24. Pittsburgh Steelers last week: 25
The less said about this team and their inexplicable front office decisions the better, frankly. Still, at least they aren’t 0-4!
25. Atlanta Falcons last week: 17
This defense is quite simply yikes. The offense, still with the same core that was one audible away from a ring not that long ago, isn’t much better. Twice in a row they’ve made teams from the mess that is the AFC South look properly good, and they could go for the hat-trick this week in a building that probably still gives them nightmares. We have a serious stealth tank contender here.
26. New York Giants last week: 29
We’ll see how they look as the schedule toughens up, but for now Daniel Jones looks like a functional NFL quarterback, which means he’s already exceeded the pessimistic draft-season projections. Remember when we laughed at the first mocks that had Jones going earlier than Dwayne Haskins? Ah, good times. Also, is it just Washington gifting big games to anyone, or has Wayne Gallman produced the strongest evidence yet that RBs can be treated as disposable commodities in today’s NFL?
27. Cincinnati Bengals last week: 24
The offensive line is a shambles, the defense just made Mason Rudolph look good, A.J. Green is either still injured or he’s now holding out for an extension no well-run team would give him with his age and injury history, and the Bengals will still be widely expected to win this week. That’s because they’re at home against…
28. Arizona Cardinals last week: 27
The much-ballyhooed Kliff Kingsbury offense seems to consist mostly of quick throws into the flat, and it’s still the strongest part of this team. And there’s still multiple NFL teams worse than this. There’s NFL parity for the most part, but there’s a handful of teams that really aren’t a part of that.
29. New York Jets last week: 31
Maybe this team will look better whenever Darnold’s return happens, especially with Chris Herndon back from suspension next week. Mostly they’ve climbed two places this week because it’s hard to argue they’re truly one of the three messiest teams in the league.
30. Denver Broncos last week: 30
Well, they nearly stole the win, and they finally got a sack. Big whoop. And now they have Bradley Chubb out with a torn ACL. They’re 0-4 with a young cornerstone of the team done for the year, they’ve lost twice at home in September,when their formidable home advantage is usually at its strongest, and they might actually have had the easiest part of their schedule already.

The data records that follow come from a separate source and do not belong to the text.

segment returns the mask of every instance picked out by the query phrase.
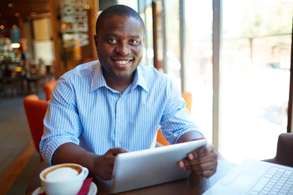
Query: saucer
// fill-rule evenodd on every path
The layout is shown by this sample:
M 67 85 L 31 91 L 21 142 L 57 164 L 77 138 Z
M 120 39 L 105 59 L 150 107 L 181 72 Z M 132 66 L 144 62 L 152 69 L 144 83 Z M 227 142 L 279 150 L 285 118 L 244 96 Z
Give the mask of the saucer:
M 89 186 L 89 190 L 87 195 L 96 195 L 98 192 L 98 188 L 95 183 L 92 182 Z M 34 193 L 32 195 L 39 195 L 39 194 L 44 192 L 44 190 L 42 187 L 39 187 L 36 190 L 34 191 Z

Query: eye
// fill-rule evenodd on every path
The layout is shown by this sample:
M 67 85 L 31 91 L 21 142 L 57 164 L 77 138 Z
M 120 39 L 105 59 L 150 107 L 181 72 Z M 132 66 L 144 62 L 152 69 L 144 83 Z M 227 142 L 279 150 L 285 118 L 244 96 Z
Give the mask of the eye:
M 117 41 L 114 39 L 109 39 L 109 41 L 112 43 L 116 43 L 117 42 Z
M 138 41 L 137 40 L 130 40 L 130 43 L 132 43 L 132 44 L 135 44 L 137 43 Z

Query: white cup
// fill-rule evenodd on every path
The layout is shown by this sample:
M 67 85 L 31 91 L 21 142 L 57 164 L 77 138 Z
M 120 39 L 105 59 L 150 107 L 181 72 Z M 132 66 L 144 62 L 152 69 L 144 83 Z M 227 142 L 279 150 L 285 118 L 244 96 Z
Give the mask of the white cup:
M 62 181 L 46 179 L 47 175 L 58 169 L 68 167 L 78 172 L 73 177 Z M 84 181 L 88 175 L 88 170 L 73 163 L 61 164 L 48 167 L 40 174 L 41 183 L 44 191 L 48 195 L 76 195 L 82 188 Z

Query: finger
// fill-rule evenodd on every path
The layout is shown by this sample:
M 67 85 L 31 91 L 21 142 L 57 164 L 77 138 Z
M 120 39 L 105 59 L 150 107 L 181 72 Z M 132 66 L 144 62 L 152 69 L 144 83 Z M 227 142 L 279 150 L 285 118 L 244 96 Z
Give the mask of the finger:
M 125 153 L 128 152 L 128 151 L 126 149 L 121 148 L 112 148 L 109 150 L 109 152 L 110 152 L 114 156 L 117 156 L 121 153 Z
M 193 160 L 198 157 L 206 156 L 213 151 L 214 151 L 213 145 L 208 144 L 189 153 L 188 155 L 188 157 L 190 160 Z
M 112 174 L 109 172 L 104 173 L 103 176 L 101 176 L 101 178 L 105 180 L 110 180 L 112 178 Z
M 106 162 L 110 164 L 114 164 L 115 162 L 115 156 L 108 155 L 106 156 Z
M 214 170 L 217 168 L 218 161 L 212 160 L 207 162 L 205 163 L 200 164 L 196 165 L 188 166 L 186 167 L 187 170 L 191 170 L 193 171 L 202 171 L 209 170 Z
M 205 170 L 202 171 L 194 171 L 193 172 L 194 174 L 197 176 L 203 176 L 205 177 L 209 178 L 211 176 L 214 175 L 216 171 L 216 169 L 215 170 Z
M 113 168 L 114 168 L 114 165 L 112 165 L 112 164 L 109 165 L 109 168 L 108 168 L 109 173 L 110 173 L 111 174 L 112 174 L 113 173 Z
M 209 154 L 206 156 L 199 157 L 193 160 L 189 160 L 189 159 L 186 158 L 182 159 L 181 161 L 184 164 L 185 166 L 190 166 L 200 164 L 212 160 L 217 160 L 217 154 L 214 152 Z

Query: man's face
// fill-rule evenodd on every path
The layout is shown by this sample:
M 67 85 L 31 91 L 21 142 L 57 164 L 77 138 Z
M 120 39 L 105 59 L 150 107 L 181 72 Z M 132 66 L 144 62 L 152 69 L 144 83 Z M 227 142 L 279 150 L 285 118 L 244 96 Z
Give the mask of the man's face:
M 116 78 L 128 78 L 142 61 L 144 29 L 133 18 L 106 19 L 94 39 L 102 66 Z

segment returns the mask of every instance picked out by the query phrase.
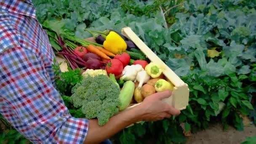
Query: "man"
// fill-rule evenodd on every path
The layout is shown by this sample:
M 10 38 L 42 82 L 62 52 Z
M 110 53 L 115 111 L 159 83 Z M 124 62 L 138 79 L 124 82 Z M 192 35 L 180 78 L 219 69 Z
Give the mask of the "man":
M 32 142 L 99 143 L 136 122 L 179 114 L 161 100 L 171 96 L 165 91 L 102 127 L 72 117 L 54 87 L 55 56 L 31 0 L 0 0 L 0 112 Z

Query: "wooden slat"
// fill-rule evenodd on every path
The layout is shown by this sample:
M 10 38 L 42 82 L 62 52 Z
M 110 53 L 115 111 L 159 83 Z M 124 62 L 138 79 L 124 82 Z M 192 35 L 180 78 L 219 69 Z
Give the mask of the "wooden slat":
M 185 84 L 183 81 L 139 38 L 131 28 L 126 27 L 123 28 L 122 33 L 132 41 L 150 61 L 154 61 L 161 66 L 163 69 L 163 74 L 175 86 L 182 86 Z

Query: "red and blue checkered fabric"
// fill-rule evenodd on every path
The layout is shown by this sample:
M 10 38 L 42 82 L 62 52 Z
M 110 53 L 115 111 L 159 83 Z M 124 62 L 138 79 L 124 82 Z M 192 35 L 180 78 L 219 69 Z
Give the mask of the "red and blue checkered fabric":
M 34 143 L 82 143 L 88 120 L 56 89 L 54 56 L 31 1 L 0 0 L 0 113 Z

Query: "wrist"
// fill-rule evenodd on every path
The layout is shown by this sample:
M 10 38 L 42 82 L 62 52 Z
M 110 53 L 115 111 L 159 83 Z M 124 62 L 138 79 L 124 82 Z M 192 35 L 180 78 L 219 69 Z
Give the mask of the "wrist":
M 144 116 L 146 112 L 145 109 L 144 109 L 142 104 L 136 106 L 131 109 L 131 110 L 133 110 L 133 113 L 135 116 L 134 123 L 143 121 L 144 119 Z

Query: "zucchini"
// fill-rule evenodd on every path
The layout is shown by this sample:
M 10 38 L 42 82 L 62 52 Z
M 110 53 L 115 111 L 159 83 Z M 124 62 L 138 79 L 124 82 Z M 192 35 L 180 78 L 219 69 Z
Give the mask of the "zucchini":
M 127 81 L 123 84 L 119 97 L 121 102 L 118 107 L 119 111 L 123 110 L 129 106 L 133 96 L 135 89 L 135 84 L 131 80 Z
M 142 52 L 141 50 L 138 49 L 137 48 L 131 48 L 129 51 L 131 51 L 131 52 L 133 52 L 134 53 L 141 53 L 141 54 L 142 54 L 142 55 L 144 55 L 144 53 L 142 53 Z
M 128 51 L 126 51 L 126 52 L 130 55 L 131 59 L 134 60 L 143 60 L 145 61 L 148 60 L 147 57 L 146 57 L 146 56 L 144 54 Z

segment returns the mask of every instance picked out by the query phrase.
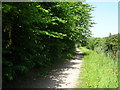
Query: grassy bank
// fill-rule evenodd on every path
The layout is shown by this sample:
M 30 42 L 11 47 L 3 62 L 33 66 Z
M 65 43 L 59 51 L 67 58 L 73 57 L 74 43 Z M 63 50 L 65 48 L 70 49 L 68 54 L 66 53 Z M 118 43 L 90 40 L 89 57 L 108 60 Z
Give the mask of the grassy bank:
M 117 60 L 83 47 L 80 50 L 84 58 L 77 88 L 117 88 Z

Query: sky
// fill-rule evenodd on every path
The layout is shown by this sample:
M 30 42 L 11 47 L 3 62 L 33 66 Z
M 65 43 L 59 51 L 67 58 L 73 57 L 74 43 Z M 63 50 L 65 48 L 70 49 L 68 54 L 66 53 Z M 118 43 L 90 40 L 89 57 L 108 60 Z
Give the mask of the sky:
M 92 2 L 91 2 L 92 1 Z M 95 2 L 94 0 L 86 0 L 86 2 L 94 6 L 94 11 L 91 12 L 93 20 L 96 23 L 90 28 L 93 37 L 107 37 L 109 33 L 118 33 L 118 2 Z

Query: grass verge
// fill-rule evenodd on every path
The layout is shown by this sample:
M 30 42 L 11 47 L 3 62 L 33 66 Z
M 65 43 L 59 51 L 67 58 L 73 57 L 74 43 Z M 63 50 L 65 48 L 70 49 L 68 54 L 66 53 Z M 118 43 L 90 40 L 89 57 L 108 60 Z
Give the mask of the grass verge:
M 80 50 L 84 58 L 77 88 L 118 88 L 118 61 L 84 47 Z

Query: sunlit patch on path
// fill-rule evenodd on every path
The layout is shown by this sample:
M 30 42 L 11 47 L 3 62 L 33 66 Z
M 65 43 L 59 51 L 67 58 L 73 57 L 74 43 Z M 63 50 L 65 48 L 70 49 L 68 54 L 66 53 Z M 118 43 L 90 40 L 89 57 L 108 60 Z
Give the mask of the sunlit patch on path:
M 19 82 L 19 88 L 74 88 L 81 72 L 81 65 L 82 53 L 77 49 L 75 57 L 54 69 L 51 75 Z

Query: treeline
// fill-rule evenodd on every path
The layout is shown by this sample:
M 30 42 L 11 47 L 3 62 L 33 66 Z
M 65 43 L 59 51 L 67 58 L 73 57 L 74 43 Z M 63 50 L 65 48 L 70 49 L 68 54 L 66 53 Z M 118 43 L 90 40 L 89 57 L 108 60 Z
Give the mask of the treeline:
M 87 48 L 96 52 L 103 52 L 112 57 L 118 57 L 120 34 L 109 35 L 104 38 L 90 37 L 87 40 Z
M 2 4 L 3 81 L 70 58 L 91 35 L 93 7 L 82 2 Z

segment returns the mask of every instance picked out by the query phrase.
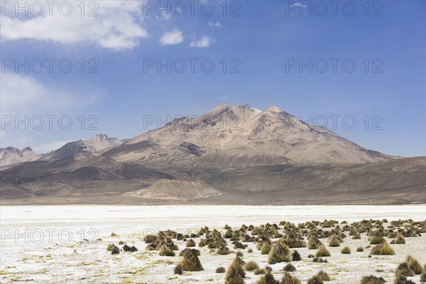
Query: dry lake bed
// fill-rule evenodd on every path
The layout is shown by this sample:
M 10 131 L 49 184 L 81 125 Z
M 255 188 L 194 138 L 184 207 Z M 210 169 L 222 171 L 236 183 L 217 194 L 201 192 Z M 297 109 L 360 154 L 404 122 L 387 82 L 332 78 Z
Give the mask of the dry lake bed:
M 359 283 L 363 275 L 368 275 L 393 283 L 395 268 L 408 255 L 417 258 L 422 266 L 426 263 L 426 234 L 417 231 L 425 225 L 425 204 L 1 206 L 0 217 L 2 283 L 223 283 L 226 273 L 217 273 L 216 270 L 219 267 L 227 270 L 239 251 L 245 263 L 253 261 L 260 268 L 270 266 L 273 277 L 280 280 L 283 268 L 288 263 L 271 264 L 268 255 L 258 249 L 258 243 L 261 242 L 261 236 L 263 242 L 268 239 L 273 246 L 280 239 L 290 241 L 293 233 L 305 243 L 315 234 L 331 253 L 322 258 L 327 262 L 314 262 L 309 256 L 315 255 L 317 249 L 290 246 L 290 250 L 297 250 L 301 257 L 300 261 L 290 262 L 295 268 L 291 275 L 302 283 L 320 271 L 329 275 L 330 280 L 326 283 L 330 284 Z M 337 222 L 324 223 L 325 219 Z M 360 222 L 363 219 L 380 222 Z M 395 222 L 400 219 L 408 221 Z M 299 225 L 302 223 L 305 224 Z M 246 226 L 241 228 L 243 224 Z M 365 230 L 368 226 L 371 231 L 381 229 L 383 239 L 393 248 L 395 255 L 368 257 L 375 246 L 370 244 L 371 234 L 367 236 L 368 230 Z M 208 229 L 200 232 L 205 226 Z M 415 233 L 411 231 L 413 228 Z M 166 230 L 170 231 L 160 233 Z M 329 245 L 332 230 L 332 234 L 344 236 L 339 246 Z M 392 231 L 417 236 L 408 236 L 405 244 L 393 244 L 395 236 L 388 234 Z M 214 239 L 216 231 L 220 234 Z M 351 231 L 359 232 L 359 239 L 354 239 Z M 147 250 L 151 243 L 158 244 L 159 236 L 161 241 L 173 241 L 175 256 L 160 256 L 159 248 L 152 246 L 148 248 L 151 250 Z M 175 274 L 175 268 L 185 258 L 179 253 L 190 239 L 195 243 L 191 248 L 200 251 L 203 270 Z M 214 247 L 213 239 L 219 242 L 224 239 L 229 253 L 219 254 L 220 247 Z M 207 241 L 205 246 L 200 246 L 202 240 Z M 119 248 L 119 253 L 111 254 L 106 250 L 111 244 Z M 135 246 L 137 251 L 124 251 L 125 244 Z M 244 246 L 239 247 L 239 244 Z M 349 248 L 349 254 L 341 253 L 345 246 Z M 359 247 L 364 251 L 357 251 Z M 244 280 L 255 283 L 262 276 L 246 269 Z M 420 275 L 409 279 L 420 283 Z

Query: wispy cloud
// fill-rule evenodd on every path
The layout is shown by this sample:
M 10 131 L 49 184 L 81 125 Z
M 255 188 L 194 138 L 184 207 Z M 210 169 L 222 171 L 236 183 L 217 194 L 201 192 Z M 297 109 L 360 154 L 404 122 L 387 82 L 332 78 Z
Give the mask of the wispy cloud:
M 178 44 L 182 43 L 182 41 L 183 36 L 182 35 L 182 32 L 178 28 L 175 28 L 173 31 L 164 33 L 160 39 L 160 43 L 161 43 L 162 45 Z
M 77 5 L 71 1 L 72 11 L 68 16 L 58 9 L 53 14 L 31 18 L 17 18 L 13 14 L 1 16 L 1 41 L 22 39 L 52 41 L 62 44 L 88 42 L 114 50 L 128 50 L 139 45 L 139 38 L 148 37 L 141 26 L 141 1 L 97 1 L 97 16 L 82 16 Z M 70 3 L 70 2 L 67 2 Z
M 220 23 L 219 22 L 216 22 L 216 23 L 209 22 L 209 23 L 207 23 L 207 25 L 209 25 L 209 26 L 216 27 L 216 28 L 223 27 L 223 25 L 222 23 Z
M 190 44 L 190 48 L 208 48 L 212 43 L 216 42 L 208 36 L 203 36 L 199 40 L 193 40 Z
M 291 5 L 290 5 L 290 6 L 289 6 L 289 7 L 290 7 L 290 8 L 299 7 L 299 8 L 302 8 L 302 9 L 306 9 L 306 8 L 307 8 L 307 6 L 305 6 L 305 5 L 303 5 L 303 4 L 302 4 L 302 3 L 300 3 L 300 2 L 296 2 L 296 3 L 294 3 L 294 4 L 291 4 Z

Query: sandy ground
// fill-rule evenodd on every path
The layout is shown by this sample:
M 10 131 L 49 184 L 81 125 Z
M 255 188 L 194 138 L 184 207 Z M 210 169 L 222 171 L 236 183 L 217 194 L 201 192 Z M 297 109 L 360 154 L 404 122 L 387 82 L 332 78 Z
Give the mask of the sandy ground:
M 0 207 L 1 228 L 1 283 L 222 283 L 224 274 L 215 273 L 219 266 L 227 268 L 235 254 L 219 256 L 202 248 L 200 259 L 204 271 L 175 275 L 173 268 L 178 256 L 159 256 L 158 251 L 146 252 L 142 238 L 160 229 L 172 229 L 190 234 L 201 226 L 221 228 L 229 224 L 233 229 L 246 225 L 288 221 L 295 224 L 310 220 L 335 219 L 349 222 L 363 219 L 388 221 L 399 219 L 425 220 L 425 205 L 407 206 L 16 206 Z M 114 231 L 117 236 L 111 237 Z M 223 230 L 222 230 L 223 231 Z M 426 236 L 405 238 L 404 245 L 393 245 L 395 256 L 367 258 L 365 235 L 361 239 L 351 237 L 340 248 L 329 248 L 332 256 L 327 263 L 312 263 L 307 255 L 315 250 L 297 248 L 302 261 L 293 262 L 300 280 L 305 281 L 320 269 L 332 278 L 330 284 L 359 283 L 364 275 L 383 277 L 393 280 L 393 270 L 411 254 L 422 264 L 426 263 Z M 121 252 L 111 255 L 106 251 L 108 244 L 118 245 L 125 241 L 138 248 L 135 253 Z M 198 244 L 200 239 L 195 239 Z M 322 240 L 323 242 L 324 240 Z M 185 243 L 176 242 L 180 250 Z M 254 260 L 261 267 L 267 265 L 267 256 L 260 254 L 253 243 L 242 250 L 245 261 Z M 344 246 L 351 253 L 342 255 Z M 120 247 L 121 246 L 119 246 Z M 232 249 L 230 244 L 228 247 Z M 253 253 L 248 253 L 251 248 Z M 196 247 L 196 248 L 198 248 Z M 236 250 L 234 250 L 236 251 Z M 285 263 L 271 266 L 275 278 Z M 258 278 L 246 273 L 246 283 Z M 419 283 L 419 278 L 412 278 Z

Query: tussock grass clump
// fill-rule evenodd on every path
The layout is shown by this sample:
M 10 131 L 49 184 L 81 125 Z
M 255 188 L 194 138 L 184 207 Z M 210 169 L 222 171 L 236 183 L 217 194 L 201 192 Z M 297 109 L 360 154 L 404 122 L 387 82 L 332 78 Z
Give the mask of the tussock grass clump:
M 339 239 L 336 236 L 336 235 L 332 235 L 329 239 L 329 246 L 330 247 L 337 247 L 340 246 L 340 241 Z
M 266 273 L 261 277 L 259 280 L 256 282 L 256 284 L 280 284 L 280 281 L 276 280 L 272 274 Z
M 192 254 L 195 254 L 197 256 L 200 256 L 201 253 L 199 250 L 195 248 L 185 248 L 179 253 L 179 256 L 185 256 L 185 254 L 188 254 L 190 256 Z
M 291 263 L 288 263 L 288 265 L 286 265 L 285 266 L 284 266 L 284 268 L 283 268 L 283 270 L 284 271 L 287 271 L 287 272 L 293 272 L 296 271 L 296 268 L 294 267 L 294 266 Z
M 216 253 L 220 256 L 226 256 L 231 253 L 231 251 L 229 251 L 229 248 L 226 246 L 221 246 Z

31. Washington last week: 28
When you get blown out by the Giants you are probably bad. Jay Gruden has explicitly not named his starting quarterback for this week’s “battle” with the Patriots, which hasn’t stopped the oddsmakers from setting a line for this game (Pats -14.5! In Washington!). The choice between the man who got benched last week (Case Keenum), the rookie who threw three picks against a bad team in relief of him (Dwayne Haskins), and the journeyman who isn’t fully fit yet (Colt McCoy) is immaterial. Spoiler alert for the next Walking The Lines: by the time Alan gets to pick this game, there will be an even bigger spread, and he will still pick the Patriots to cover.
32. Miami Dolphins last week: 32
Capt. Chris Grier (2nd Miami Armored Vehicle Division) apparently wants to spend big in free agency next year (or possibly “needs” – 2020 marks the end of the four-year calculation period for enforcing the salary floor, one of the forgotten features of the current CBA). Here’s a tip: spend the money on five offensive linemen.
The Dolphins have a bye this week. The line opened at Bye -3.5.